Después de cenar, papá tomó el jarro, y dijo que tenía bastante como para dos borracheras y un . Esa palabra siempre la usaba. Pensé que estaría borracho como una cuba dentro de una hora, y entonces yo robaría la llave, o serraría la pared, lo uno o lo otro. Bebió y bebió y se tumbó en las mantas después de un rato; pero yo no tenía la suerte de mi parte. No se durmió profundamente, sino que estaba inquieto. Gruñía y gemía y daba vueltas por acá y por allá durante mucho tiempo. Yo tenía tanto sueño que se me cerraban los ojos, y antes de darme bien cuenta, estaba con un sueño profundo, y además con la vela encendida.
No sé cuánto tiempo dormí, pero de repente hubo un alarido terrible y me encontré de pie. Allí estaba papá con cara de loco, y brincando por todos lados y gritando que había culebras. Dijo que le subían por las piernas; y luego daba un salto y un grito, y decía que una le había mordido la mejilla…, pero yo no podía ver ninguna culebra. Empezó a correr alrededor de la cabaña, dando voces: «¡Quítala! ¡Quítala! ¡Me muerde el cuello!». Nunca he visto a un hombre con los ojos tan locos. Después de un rato estaba todo molido, y se dejó caer, jadeando; luego se dio vueltas una y otra vez, con una rapidez sorprendente, dando patadas en todas partes, y pegando y agarrando el aire con las manos, y chillando y diciendo que le tenían cogido los diablos. Poco después se fue cansando, y se quedó echado y quieto un rato, gimiendo. Luego estuvo más quieto y no hacía ningún ruido. Yo podía oír los búhos y los lobos allá lejos en el bosque, y todo parecía terriblemente silencioso. Estaba echado él cerca del rincón del cuarto. Poco después se incorporó un poco y escuchó, con la cabeza ladeada. Dijo, muy bajo:
—Tan-tan-tan; son los muertos; tan-tan-tan; vienen por mí, pero no iré. ¡Ah, están aquí! ¡No me toquen…, no! Quiten las manos…, están frías; suéltenme. ¡Ah, dejen en paz a un pobre diablo!

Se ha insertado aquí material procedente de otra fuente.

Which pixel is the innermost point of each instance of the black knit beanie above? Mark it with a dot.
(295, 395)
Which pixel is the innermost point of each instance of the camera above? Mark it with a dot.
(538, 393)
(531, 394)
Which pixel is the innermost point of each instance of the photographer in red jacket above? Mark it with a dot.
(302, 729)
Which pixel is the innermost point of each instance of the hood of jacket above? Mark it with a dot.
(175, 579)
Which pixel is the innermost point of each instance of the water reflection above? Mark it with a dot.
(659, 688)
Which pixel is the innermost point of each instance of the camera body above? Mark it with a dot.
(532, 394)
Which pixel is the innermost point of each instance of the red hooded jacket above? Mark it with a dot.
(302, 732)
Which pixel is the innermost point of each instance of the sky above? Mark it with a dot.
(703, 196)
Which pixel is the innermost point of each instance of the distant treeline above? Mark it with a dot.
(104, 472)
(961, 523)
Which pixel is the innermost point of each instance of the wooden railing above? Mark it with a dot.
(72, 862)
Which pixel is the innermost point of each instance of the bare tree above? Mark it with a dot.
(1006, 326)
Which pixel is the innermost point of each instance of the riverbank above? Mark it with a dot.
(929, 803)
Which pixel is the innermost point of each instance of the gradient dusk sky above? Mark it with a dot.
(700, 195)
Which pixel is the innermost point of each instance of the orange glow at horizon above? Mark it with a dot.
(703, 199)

Luego se puso a cuatro patas y se alejó arrastrándose, rogándoles que le dejaran en paz, y se envolvió en la manta y se revolcó y rodó debajo de la vieja mesa de pino, todavía rogándoles a los muertos; y luego se puso a llorar. Yo podía oírle a través de la manta.

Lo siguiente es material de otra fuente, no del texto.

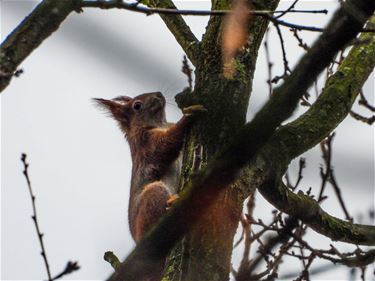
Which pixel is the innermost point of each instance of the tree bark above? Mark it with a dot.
(30, 33)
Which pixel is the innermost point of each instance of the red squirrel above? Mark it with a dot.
(155, 146)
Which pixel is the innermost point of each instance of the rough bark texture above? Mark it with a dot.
(207, 214)
(205, 254)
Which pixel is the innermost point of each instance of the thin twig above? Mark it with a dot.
(367, 120)
(187, 71)
(69, 268)
(269, 64)
(34, 216)
(291, 7)
(285, 60)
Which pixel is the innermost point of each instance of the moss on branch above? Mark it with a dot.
(302, 134)
(334, 104)
(201, 192)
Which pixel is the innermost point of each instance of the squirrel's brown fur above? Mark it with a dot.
(155, 146)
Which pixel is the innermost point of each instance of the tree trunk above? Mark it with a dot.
(205, 254)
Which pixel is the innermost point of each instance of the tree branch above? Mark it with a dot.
(169, 14)
(199, 193)
(335, 102)
(293, 139)
(30, 33)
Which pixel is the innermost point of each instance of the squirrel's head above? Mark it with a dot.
(146, 110)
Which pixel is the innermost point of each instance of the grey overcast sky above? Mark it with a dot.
(79, 162)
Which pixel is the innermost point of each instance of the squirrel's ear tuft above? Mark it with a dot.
(116, 109)
(103, 103)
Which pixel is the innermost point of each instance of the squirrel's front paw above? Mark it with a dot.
(171, 200)
(194, 109)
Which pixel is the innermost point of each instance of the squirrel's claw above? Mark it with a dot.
(194, 109)
(172, 199)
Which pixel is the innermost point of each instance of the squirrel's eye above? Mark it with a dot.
(137, 105)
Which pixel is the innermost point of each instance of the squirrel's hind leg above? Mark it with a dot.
(152, 206)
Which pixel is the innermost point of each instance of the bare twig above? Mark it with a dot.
(302, 44)
(70, 266)
(291, 7)
(187, 71)
(269, 64)
(367, 120)
(34, 216)
(163, 11)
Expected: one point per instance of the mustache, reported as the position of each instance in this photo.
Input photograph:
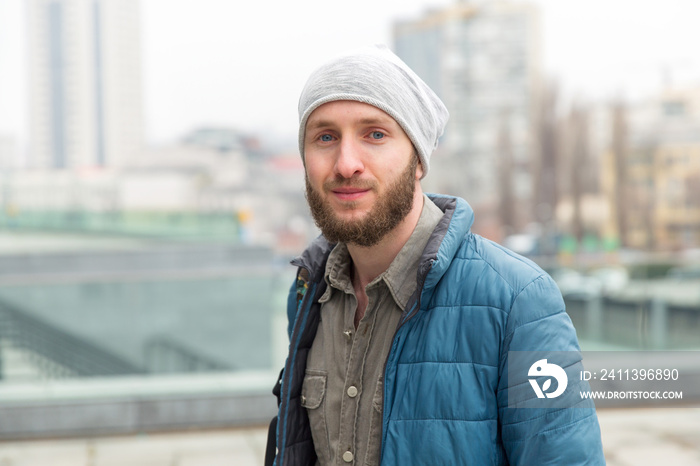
(354, 183)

Poco después se desenrolló y se levantó de un salto, con la cara enloquecida, y me vio y se lanzó sobre mí. Me persiguió dando vueltas y vueltas por el cuarto, con una navaja de muelle, llamándome el Angel de la Muerte, y dijo que me mataría, y que así entonces no podría acosarle más. Le rogué, y le dije que era solo Huck; pero se rio con una risa tan chirriante; y rugió y maldijo, y siguió persiguiéndome. Una vez, al volverme en una de las vueltas y escabullirme por debajo de su brazo, hizo un esfuerzo para agarrarme y me cogió de la chaqueta, entre los hombros; y pensé que estaba perdido; pero me deslicé sacando mi cuerpo fuera de la chaqueta rápido como el rayo, y me salvé. Poco después, él estaba cansado, y se dejó caer con la espalda contra la puerta, y dijo que descansaría un momento y luego me mataría. Puso el cuchillo debajo de su cuerpo, y dijo que dormiría y repondría fuerzas, y después veríamos quién era quién.

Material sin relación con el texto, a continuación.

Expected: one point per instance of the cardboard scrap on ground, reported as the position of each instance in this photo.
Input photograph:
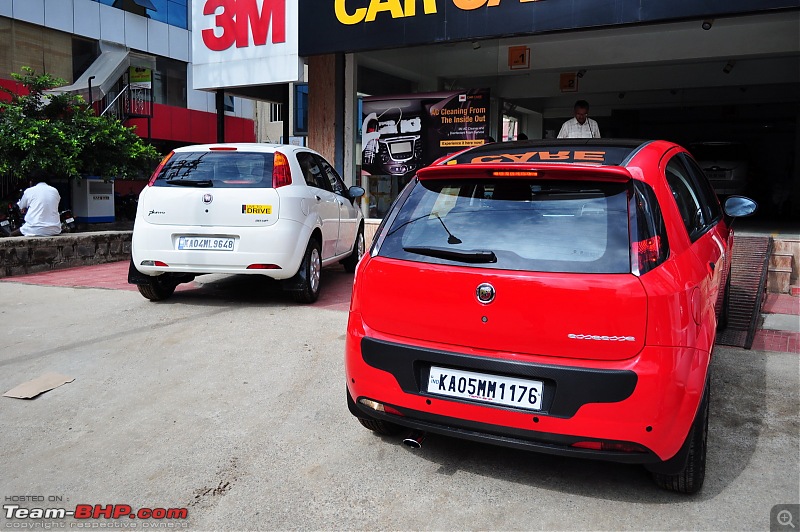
(39, 385)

Así que poco después se adormiló. Al rato cogí la vieja silla del asiento de mimbre, y me subí encima con cuidado de no hacer ningún ruido, y bajé la escopeta. Metí la baqueta para estar seguro de que estaba cargada, y luego la dejé encima del barril de nabos, apuntada hacia papá, y me senté detrás a esperar que él se moviera. Y qué lento y silencioso se arrastraba entonces el tiempo.